Según Bush, el jefe del gobierno
británico no debe esperar concesión alguna de su parte, ya que la
adhesión a un acuerdo medioambiental "destruiría la economía
de Estados Unidos".
"Blair tomó por sí sólo
sus decisiones sobre lo que era mejor para mantener la paz y vencer
la guerra contra el terrorismo, así como hice yo", indicó el
mandatario norteamericano al descartar que pagaría a Londres el
favor de participar en la invasión y ocupación de Iraq.
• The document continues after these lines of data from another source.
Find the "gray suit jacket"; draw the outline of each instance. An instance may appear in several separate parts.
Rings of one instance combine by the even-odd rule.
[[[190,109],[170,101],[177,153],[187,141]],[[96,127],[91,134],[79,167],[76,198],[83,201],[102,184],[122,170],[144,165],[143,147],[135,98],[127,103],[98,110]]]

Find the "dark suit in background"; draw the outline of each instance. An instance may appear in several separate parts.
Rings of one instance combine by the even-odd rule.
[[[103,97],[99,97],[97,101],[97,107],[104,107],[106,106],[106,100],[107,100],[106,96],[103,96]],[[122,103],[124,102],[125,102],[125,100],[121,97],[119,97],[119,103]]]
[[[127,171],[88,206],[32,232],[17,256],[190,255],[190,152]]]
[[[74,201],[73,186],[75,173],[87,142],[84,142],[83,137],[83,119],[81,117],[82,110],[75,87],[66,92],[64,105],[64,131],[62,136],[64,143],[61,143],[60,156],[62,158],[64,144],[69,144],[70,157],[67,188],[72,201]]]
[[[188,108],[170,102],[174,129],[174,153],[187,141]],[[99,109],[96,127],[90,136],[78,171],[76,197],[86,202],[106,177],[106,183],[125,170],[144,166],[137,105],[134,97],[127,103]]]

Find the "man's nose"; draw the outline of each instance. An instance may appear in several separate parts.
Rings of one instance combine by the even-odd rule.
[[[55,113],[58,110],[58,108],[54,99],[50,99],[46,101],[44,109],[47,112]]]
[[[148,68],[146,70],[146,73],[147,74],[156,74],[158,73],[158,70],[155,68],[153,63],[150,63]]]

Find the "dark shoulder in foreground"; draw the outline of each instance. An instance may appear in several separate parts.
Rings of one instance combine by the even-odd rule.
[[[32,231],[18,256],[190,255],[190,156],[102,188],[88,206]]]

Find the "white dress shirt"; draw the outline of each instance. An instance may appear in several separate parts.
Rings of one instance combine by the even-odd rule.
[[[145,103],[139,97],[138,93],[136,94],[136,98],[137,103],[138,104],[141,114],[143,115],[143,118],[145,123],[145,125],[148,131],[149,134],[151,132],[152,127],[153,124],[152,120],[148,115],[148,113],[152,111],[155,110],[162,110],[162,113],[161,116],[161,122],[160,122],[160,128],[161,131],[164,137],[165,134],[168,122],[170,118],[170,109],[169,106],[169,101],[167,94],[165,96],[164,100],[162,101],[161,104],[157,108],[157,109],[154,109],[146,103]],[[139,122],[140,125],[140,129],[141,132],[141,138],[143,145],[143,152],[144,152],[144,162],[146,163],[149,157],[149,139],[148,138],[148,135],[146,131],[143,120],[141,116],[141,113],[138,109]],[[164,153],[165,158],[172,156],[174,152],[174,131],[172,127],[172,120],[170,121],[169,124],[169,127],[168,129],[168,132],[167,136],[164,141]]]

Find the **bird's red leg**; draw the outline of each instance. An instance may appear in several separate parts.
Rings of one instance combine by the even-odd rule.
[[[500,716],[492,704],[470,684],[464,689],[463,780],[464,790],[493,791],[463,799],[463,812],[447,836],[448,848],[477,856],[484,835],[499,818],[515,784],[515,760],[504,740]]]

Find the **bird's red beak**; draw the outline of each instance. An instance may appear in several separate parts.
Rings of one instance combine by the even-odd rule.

No voy al G-8 para hacerles favores,
voy con una agenda de aquello que pienso es mejor para mi país,
dijo Bush al referirse a su presencia en la cumbre, prevista del 6
al 8 de julio en Gleneagles, Escocia.
En febrero último 14 senadores
estadounidenses promovieron un proyecto de ley que obligaba a
Estados Unidos a suscribir el Protocolo de Kyoto, el cual entró en
vigencia a inicios de este año.
La senadora demócrata Dianne
Feinstein criticó a la administración de George W. Bush por no
ratificar ese convenio internacional.
Nuestro gobierno "está
cometiendo un grave error y está perdiendo esta importante
oportunidad para proteger el medio ambiente del planeta",
aseguró la congresista de California.
La Casa Blanca rechaza aplicar el
Protocolo con el argumento de que perjudicará a la industria
nacional, pese a que emite poco más del 20 por ciento de esos gases
a nivel mundial.
Firmado en 1997 en Kyoto, Japón, el
Protocolo impone la reducción de las emisiones de seis gases de
efecto invernadero que provocan el calentamiento del planeta, entre
ellos el dióxido de carbono y el metano.